The recent tragedies our nation has faced have been complex and nuanced, revealing multifaceted and deeply pervasive societal issues instead of a simple two-sided conflict. But rather than responding in a manner that is similarly nuanced, many people in the United States have shown that tragedy hardens the beliefs they have always held. People twist the narrative to fit their beliefs. And it’s incredibly frustrating.

We make the fatal error of viewing everyone else within our own paradigms. I watch as people toss their own views at each other and simultaneously put up barriers to everyone else’s. People believe that if only everyone else thought the way they did, everything would be alright.

If things continue the way they are, no matter who and how many people kill or are killed – blacks, whites, police officers, Muslims, etc. – nothing will ever change. These tragedies cause us to become angrier and pursue our individual and opposing goals even more willfully. We are the same before and after, only we are in more pain and our conflicts are more tense.

I want to return to why my analogy with the police officers and Muslims really struck me. I realized how strange it was when I looked at the rhetoric of people speaking on behalf of various movements and I simply switched one movement’s words for that of another – in this case, switching Muslims and police officers. It was as if I could take people from one movement and switch them to a completely different and sometimes somewhat contradictory movement simply by changing one word but leaving the general sentiment intact. This is an exercise that I urge all of you to try. Look at the rhetoric of any movement that you support and try replacing a key word with that from another movement. Consider the changes very carefully. What do they say about both movements? What do they say about you?

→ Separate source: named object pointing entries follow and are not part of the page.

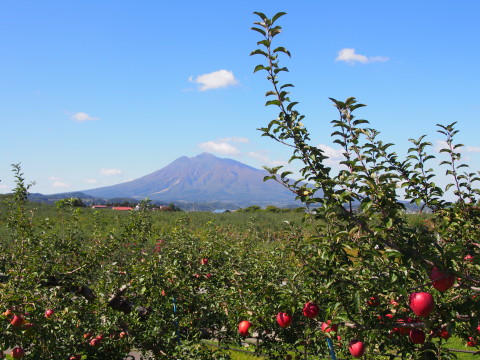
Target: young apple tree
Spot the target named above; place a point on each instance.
(365, 246)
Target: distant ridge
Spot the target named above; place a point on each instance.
(204, 178)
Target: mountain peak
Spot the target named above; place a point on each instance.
(203, 178)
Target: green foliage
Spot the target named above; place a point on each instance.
(365, 247)
(161, 283)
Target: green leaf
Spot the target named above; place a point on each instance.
(277, 16)
(283, 50)
(259, 52)
(260, 67)
(261, 31)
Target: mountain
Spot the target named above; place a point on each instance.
(203, 179)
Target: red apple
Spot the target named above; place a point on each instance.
(402, 329)
(243, 327)
(472, 342)
(440, 280)
(417, 336)
(328, 326)
(17, 321)
(394, 302)
(356, 348)
(95, 342)
(310, 310)
(28, 326)
(444, 334)
(468, 258)
(421, 303)
(284, 319)
(373, 301)
(18, 352)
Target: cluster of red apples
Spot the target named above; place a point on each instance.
(421, 303)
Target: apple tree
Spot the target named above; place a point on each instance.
(368, 265)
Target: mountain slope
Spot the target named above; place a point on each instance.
(203, 178)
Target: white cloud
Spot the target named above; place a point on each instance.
(110, 172)
(333, 154)
(265, 160)
(348, 55)
(81, 117)
(215, 80)
(235, 139)
(442, 144)
(58, 182)
(219, 148)
(471, 149)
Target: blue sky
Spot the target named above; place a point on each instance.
(94, 93)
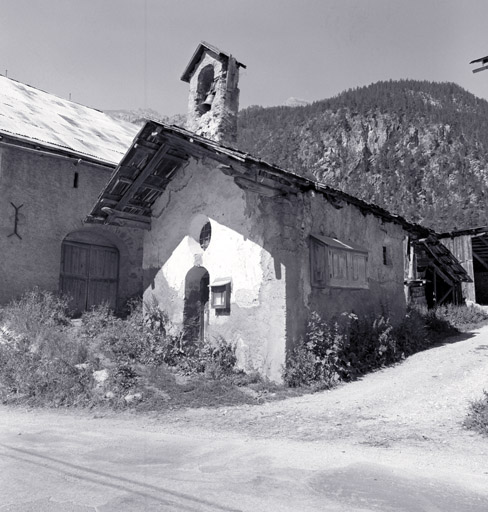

I have tried very hard to avoid specific political points and views in this column; this isn’t a column for or against any group in particular. Rather, this is a plea to all Americans and perhaps even all humans to be more critical of their own ideas. Don’t think for a second that this column is a rebuke against whomever you disagree with, because it is equally a rebuke against yourself. Do not try to simply impose your beliefs on others. Make a concerted effort to truly understand the beliefs of yourself and, most importantly, of others – including those with whom you disagree. And that’s what we truly need before we can take meaningful steps to reduce violence – understanding, not of your ideas or of someone else’s ideas, but of everyone’s ideas.